Aeronautical Institute ‘Moma Stanojlovic’ is an institution of the Serbian Armed Forces whose main purpose is to provide overhaul, repairs and testing of aircrafts, aircraft assemblies, aviation armament, land navigation resources, air defense resources and land resources for servicing aircrafts, with its given and available resources.
- Aeronautical InstituteDirector, Aeronautical Institute Moma Stanojlović, Colonel Despot Janković
- Aircraft Department
- Air Defence and Material-technical Resources Department
- Production Department
- Quality Control Department
- Logistics and Procurement Department
- Operational Affairs Department
Improving production capacities of the Institute is directed towards production of spare parts, assemblies and armament and military equipment, as well as towards research and development in the field of overhaul and production of spare parts.
Colonel PhD Despot Janković is the Director of the Aeronautical Institute ‘Moma Stanojlovic’.
Tasks of the Institute
Aeronautical Institute ‘Moma Stanojlovic’ performs the following tasks:
- overhaul of armament and military equipment,
- maintaining continuity of logistic support,
- fulfilling strategic goals in regard to expanding overhaul and production capacities of the Institute,
- maintaining aircrafts according to „Deo 145“ regulations, in accordance with the authorization of the Civil Aviation Directorate of the Republic of Serbia,
- implementation of SRPS standards ISO/IEC 17025:2005 in the work of metrological laboratory,
- maintaining certified management system with SRPS quality ISО 9001:2008,
- revitalization of Institute’s infrastructure and enabling technological lines for which the Institute has mastered technologies,
- conducting prescribed measures with the goal of preventing emergencies,
- planning, organization and performing security measures and health at work.
Background of the Institute
Tradition of the Aeronautical Institute ‘Moma Stanojlovic’ started in 1916, when historical events led the Serbian military to the Greek Island of Corfu.
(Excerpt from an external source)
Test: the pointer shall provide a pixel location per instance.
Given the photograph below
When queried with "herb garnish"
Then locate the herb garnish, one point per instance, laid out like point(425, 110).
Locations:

Due to the Alliance requirements, in place where the French Aeroplan Park was located in Thessaloniki, Aeroplan squadron was formed with Aeroplan depo, within which there was also an Aeroplan workshop. Soon after, on 18 June the same year, personnel from the Aeroplan workshop came back from Thessaloniki to Micra, so independent work in repair and overhaul of aircraft technical material started there. From that period on, there was a marked beginning of Institute’s history, as well as the first pioneer steps of the workshop development.
The day of the Institute is officially celebrated on 1 July. On that day in 1916, upon the order of the Supreme Command Staff, Aeroplan workshop was formed on Micra airport near Thessaloniki.
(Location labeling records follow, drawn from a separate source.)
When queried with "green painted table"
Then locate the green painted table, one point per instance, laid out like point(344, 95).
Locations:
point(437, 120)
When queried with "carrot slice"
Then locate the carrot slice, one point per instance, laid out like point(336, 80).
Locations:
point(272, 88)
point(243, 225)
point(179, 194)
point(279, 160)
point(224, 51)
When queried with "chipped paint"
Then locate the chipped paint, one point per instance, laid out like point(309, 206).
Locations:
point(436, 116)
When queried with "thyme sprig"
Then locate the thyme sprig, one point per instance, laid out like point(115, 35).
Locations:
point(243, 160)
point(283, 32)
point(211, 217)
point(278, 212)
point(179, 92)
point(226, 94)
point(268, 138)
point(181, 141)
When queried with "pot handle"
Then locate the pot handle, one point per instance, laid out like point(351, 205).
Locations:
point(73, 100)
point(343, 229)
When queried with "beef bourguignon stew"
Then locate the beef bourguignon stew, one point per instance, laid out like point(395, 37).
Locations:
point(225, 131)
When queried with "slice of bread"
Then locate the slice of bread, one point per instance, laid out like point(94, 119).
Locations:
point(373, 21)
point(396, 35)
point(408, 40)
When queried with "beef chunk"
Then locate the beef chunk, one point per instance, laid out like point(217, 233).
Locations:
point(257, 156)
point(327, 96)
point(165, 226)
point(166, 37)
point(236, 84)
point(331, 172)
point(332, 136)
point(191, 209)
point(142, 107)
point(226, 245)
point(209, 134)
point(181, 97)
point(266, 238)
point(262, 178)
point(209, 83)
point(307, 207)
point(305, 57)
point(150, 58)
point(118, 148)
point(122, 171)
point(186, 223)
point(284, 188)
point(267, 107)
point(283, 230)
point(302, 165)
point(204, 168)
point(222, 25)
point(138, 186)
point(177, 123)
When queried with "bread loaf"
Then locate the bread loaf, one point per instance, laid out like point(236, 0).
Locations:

Development and moving of the workshop to its country was accompanied by turbulent changes. Due to the difficult historical circumstances, for the sake of survival and preserving what was already a successful tradition, Aeroplan workshop often changed names and locations, but not the good image that it had with the French allies, who themselves trusted their airplanes to our experts.
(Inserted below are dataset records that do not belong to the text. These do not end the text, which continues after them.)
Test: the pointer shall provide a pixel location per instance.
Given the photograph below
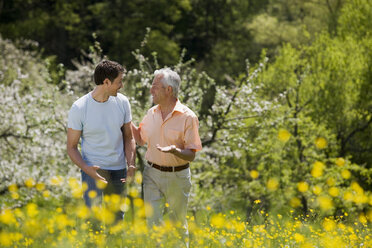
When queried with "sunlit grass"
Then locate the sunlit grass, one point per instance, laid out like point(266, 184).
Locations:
point(67, 222)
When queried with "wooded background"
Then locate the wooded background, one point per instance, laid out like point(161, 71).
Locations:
point(282, 89)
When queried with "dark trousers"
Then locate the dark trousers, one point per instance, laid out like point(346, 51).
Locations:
point(114, 186)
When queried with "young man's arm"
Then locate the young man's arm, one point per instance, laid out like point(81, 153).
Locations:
point(137, 134)
point(129, 149)
point(73, 137)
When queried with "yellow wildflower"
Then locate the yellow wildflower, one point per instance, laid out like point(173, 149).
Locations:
point(346, 174)
point(340, 162)
point(302, 186)
point(7, 217)
point(317, 189)
point(325, 203)
point(218, 221)
point(284, 135)
point(317, 169)
point(272, 184)
point(13, 188)
point(295, 202)
point(333, 191)
point(254, 174)
point(29, 182)
point(299, 238)
point(321, 143)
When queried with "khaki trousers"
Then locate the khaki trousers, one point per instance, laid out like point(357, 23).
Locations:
point(174, 188)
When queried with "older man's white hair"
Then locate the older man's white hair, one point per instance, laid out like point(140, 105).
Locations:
point(170, 78)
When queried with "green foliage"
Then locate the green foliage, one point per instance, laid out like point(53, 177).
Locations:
point(32, 134)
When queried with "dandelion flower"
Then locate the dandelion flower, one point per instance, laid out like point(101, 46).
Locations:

Despite the great desire to maintain the continuity in the development of the military industry, the Second World War closed the runway of Zemun Airport, but already in 1949, the tradition of our military industry advanced and Aeroplan workshop became the leader in the overhaul of aircrafts and aircraft equipment, recognizable by the name of Aircraft-Technical Overhaul Institute ‘Jastreb’.
Association (1973) with the sister Overhaul Institute ‘Moma Stanojlovic’ from Knezevac, which was the synonym of the overhaul of aircraft engines, created the Aircraft Technical Overhaul Institute ‘Belgrade’, with main seat in Batajnica, where, in 1976, this industrial giant found its final residence as the Aeronautical Institute ‘Moma Stanojlovic’.
Centuries-long tradition of the Institute was supported by the argument that around 1200 aircrafts (44 types) and over 10 thousand aircraft engines (26 types) went through its overhaul drive, as well as with the fact that military and civilian aviation then used around 9000 aircrafts of approximately 750 different types, out of which 247 types were of domestic construction or making.
Apart from the Institute, Serbian military aircraft industry was composed of factories for planes, hydroplanes and gliders: ‘Ikarus’, ‘Rogozarski’, ‘Zmaj’, ‘Kraljevo, ‘Utva’, ‘Albatros’, and later on, ‘Vrsac’.